Asked how the school district will respond to concerns about the approach, Campbell said: "Any concerns expressed by parents will be addressed through administration with consideration to providing the safest environment possible for all students."
The legislation signed by Gov. Doug Burgum on Monday was among the last in a raft of socially conservative gender-related proposals to receive his approval.
Sponsored by Rep. Scott Dyk, R-Williston, the bill bars schools from adopting policies that require or prohibit “any individual from using a student's preferred gender pronoun.”
It also prohibits transgender K-12 students from using bathrooms that align with their gender identity, though schools, with parental permission, may designate separate restroom accommodations for transgender students.
“I think that we as adults in North Dakota and our legislative session failed our children because we are putting our politics over their humanity, when at a time every piece of data will show you that our students need advocates, not opposition,” Gandhi said.
He cited statistics that show suicide is the second leading cause of death for 10- to 24-year-olds in North Dakota.
He said research from the Trevor Project indicates that only one-third of LGBTQ students have parental acceptance, one-third experience parental rejection, and one-third do not disclose their LGBTQ identity until they are adults.
The research shows at least one accepting adult can reduce by 40% the risk of a suicide attempt among LGBTQ youth, Gandhi said.
“Unless the board tells us otherwise, we will not openly out any student because of one law if we know that's going to cause harm to that child.
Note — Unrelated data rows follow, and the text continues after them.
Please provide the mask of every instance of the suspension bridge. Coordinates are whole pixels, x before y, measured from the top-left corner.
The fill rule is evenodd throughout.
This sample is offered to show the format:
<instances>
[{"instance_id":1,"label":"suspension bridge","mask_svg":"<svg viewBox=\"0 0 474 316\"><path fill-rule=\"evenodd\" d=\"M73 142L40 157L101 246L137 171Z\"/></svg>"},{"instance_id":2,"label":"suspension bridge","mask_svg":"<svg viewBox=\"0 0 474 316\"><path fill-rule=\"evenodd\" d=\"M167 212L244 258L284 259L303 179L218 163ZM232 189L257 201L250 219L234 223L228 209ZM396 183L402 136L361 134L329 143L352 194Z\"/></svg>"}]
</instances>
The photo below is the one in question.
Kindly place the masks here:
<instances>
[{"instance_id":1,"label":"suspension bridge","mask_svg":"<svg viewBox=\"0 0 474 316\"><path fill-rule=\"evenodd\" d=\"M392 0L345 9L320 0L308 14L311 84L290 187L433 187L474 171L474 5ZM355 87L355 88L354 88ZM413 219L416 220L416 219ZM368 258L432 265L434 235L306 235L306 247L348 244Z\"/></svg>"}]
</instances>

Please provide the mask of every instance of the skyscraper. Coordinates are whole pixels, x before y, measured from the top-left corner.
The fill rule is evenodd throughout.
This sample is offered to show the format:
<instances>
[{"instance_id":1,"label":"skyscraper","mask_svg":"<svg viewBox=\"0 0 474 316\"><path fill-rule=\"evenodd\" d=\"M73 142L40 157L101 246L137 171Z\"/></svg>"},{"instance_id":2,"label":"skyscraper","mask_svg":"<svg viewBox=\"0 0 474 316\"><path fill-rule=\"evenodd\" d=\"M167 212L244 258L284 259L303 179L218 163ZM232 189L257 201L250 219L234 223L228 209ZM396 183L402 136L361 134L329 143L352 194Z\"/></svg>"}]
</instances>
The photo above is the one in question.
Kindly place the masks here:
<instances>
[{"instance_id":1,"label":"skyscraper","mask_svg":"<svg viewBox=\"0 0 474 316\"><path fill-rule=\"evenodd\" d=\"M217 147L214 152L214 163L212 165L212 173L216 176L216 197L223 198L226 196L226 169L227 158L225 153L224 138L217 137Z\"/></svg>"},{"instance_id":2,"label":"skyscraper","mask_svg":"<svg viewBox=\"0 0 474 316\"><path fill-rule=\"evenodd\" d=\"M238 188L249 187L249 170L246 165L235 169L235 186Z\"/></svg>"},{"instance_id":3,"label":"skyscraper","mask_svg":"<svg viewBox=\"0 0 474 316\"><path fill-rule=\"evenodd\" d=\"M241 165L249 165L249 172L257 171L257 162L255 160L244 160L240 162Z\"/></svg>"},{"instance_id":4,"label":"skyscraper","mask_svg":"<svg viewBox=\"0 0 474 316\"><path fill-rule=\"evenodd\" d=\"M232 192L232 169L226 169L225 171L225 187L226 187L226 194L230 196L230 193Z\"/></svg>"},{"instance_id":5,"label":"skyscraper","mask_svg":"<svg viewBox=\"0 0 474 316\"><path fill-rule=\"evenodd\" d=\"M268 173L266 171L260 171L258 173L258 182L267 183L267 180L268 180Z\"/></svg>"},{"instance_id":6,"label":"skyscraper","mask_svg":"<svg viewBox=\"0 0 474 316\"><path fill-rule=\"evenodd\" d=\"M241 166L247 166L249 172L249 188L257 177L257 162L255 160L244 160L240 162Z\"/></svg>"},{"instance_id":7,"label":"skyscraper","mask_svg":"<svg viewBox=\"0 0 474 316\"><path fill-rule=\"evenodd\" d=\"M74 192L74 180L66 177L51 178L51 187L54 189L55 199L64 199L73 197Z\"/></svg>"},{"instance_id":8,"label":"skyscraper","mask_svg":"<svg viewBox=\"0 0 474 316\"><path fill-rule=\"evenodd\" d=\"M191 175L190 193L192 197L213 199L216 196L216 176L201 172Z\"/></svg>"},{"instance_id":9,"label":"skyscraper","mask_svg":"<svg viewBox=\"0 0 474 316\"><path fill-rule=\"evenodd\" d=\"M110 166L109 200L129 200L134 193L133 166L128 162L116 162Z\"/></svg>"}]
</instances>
Unless dictated by the board otherwise, we will not participate in anything that we think is going to subject them to further discrimination or increase their self-harm,” he said.
Gandhi said unless board members see a different approach, “that will be our course moving forward.”
Tracie Newman, school board president and a medical doctor, said the approach is “pediatrician-approved.”
“It’s medically sound and the right thing to do,” she said.
“It’s our job to educate children, and if they’re not around because of suicide and we could do something to prevent that, I think we have a duty to do that regardless of what laws are passed,” said Seth Holden, board vice president.
“This indicates that you are a leader that our school district and our students deserve," said board member Robin Nelson. "It’s pretty clear that you have this board's backing on that philosophy."
Board member Greg Clark used the opportunity as a recruitment pitch, saying it’s clear where Fargo Public Schools is planting its flag.
“We have open enrollment in North Dakota,” Clark said. “Come to Fargo.”